Member of the Massachusetts House of Representatives from the 28th Middlesex District
- In office 2013 – January 7, 2015
- Preceded by: Stephen Stat Smith
- Succeeded by: Joe McGonagle

Personal details
- Party: Democratic

= Wayne Matewsky =

American politician

Wayne Matewsky is a former American state legislator who served in the Massachusetts House of Representatives from 2013 to 2015. He is an Everett resident and a member of the Democratic Party. He was elected in 2013 in a special election to succeed Stephen Stat Smith, who resigned after pleading guilty to his role in a voter fraud scheme. In addition to serving as a state representative, Matewsky was a member of the Everett City Council from 1981 to 2007, and 2015 to the present, and served as Everett City Alderman from 2007 to 2013.

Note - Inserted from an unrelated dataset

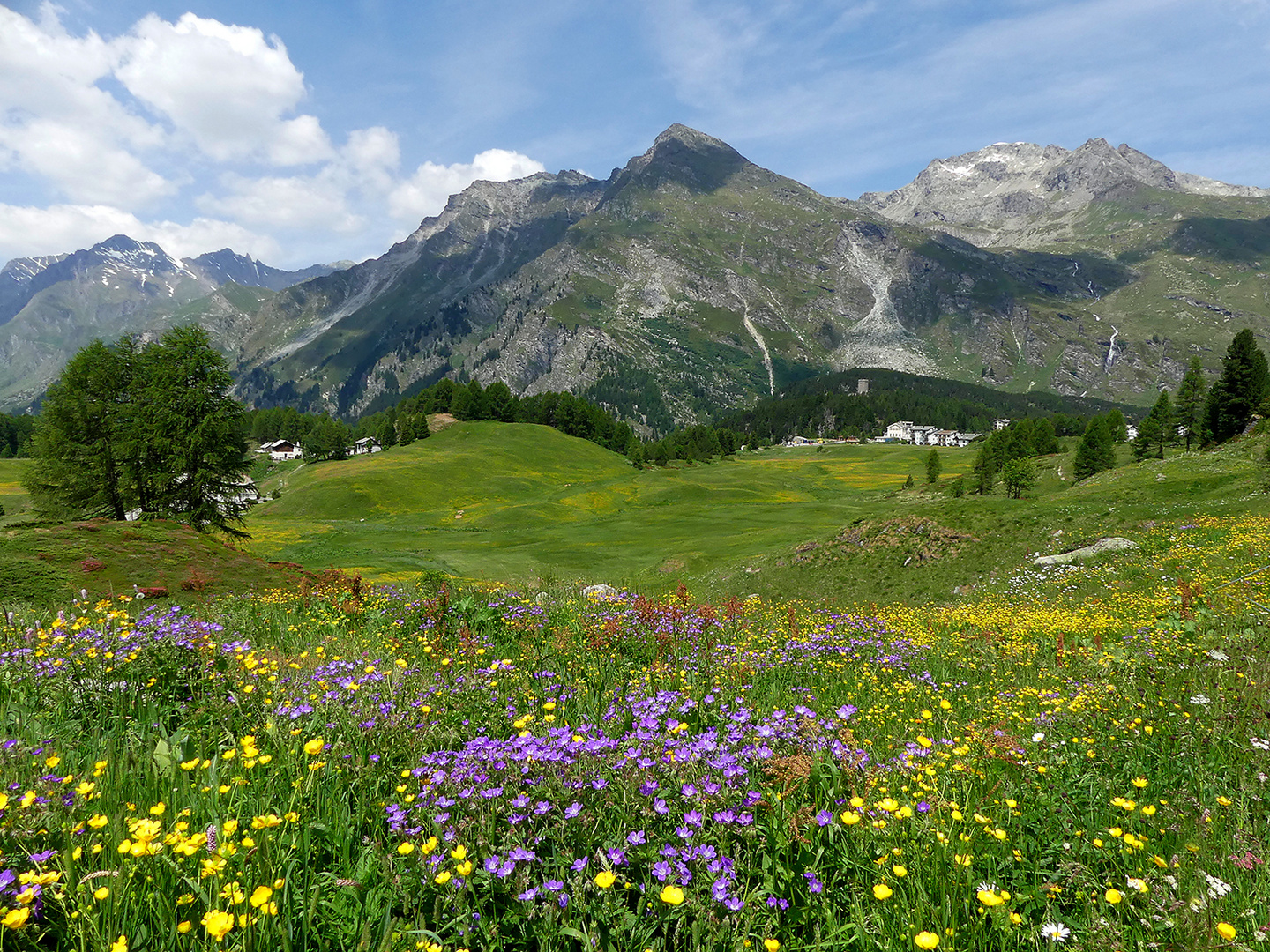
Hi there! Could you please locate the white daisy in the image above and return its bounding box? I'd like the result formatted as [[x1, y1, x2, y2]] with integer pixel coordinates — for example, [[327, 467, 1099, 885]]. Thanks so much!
[[1040, 923, 1072, 941]]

Shortly after winning the Democratic nomination, Matewsky received negative attention for allegedly mocking a disabled child in a restaurant and berating staff for seating him near the child. In December 2013, two former campaign workers sued Matewsky seeking payment for services provided. On January 30, 2014, he was arrested on a civil warrant for failing to pay $446 to one of his former campaign workers. Matewsky paid the bill in court and the case was dismissed. Matewsky claimed that the arrest was part of a "smear campaign" and accused his former worker of not cashing a check in order to discredit him.

Joe McGonagle defeated Matewsky in the 2014 Democratic primary by 323 votes.

Matewsky returned to city council in 2015 as he topped the ticket in the at-Large field with 2,041 votes. He led the pack for the second straight election in 2017 with 1,788 votes.

==Personal life==
Matewsky has sponsored a "Safe Halloween Party" for his constituents and their children every year since 1980.

In 2006, while visiting relatives in Los Angeles, Matewsky helped pull survivors from the wreckage of an auto accident.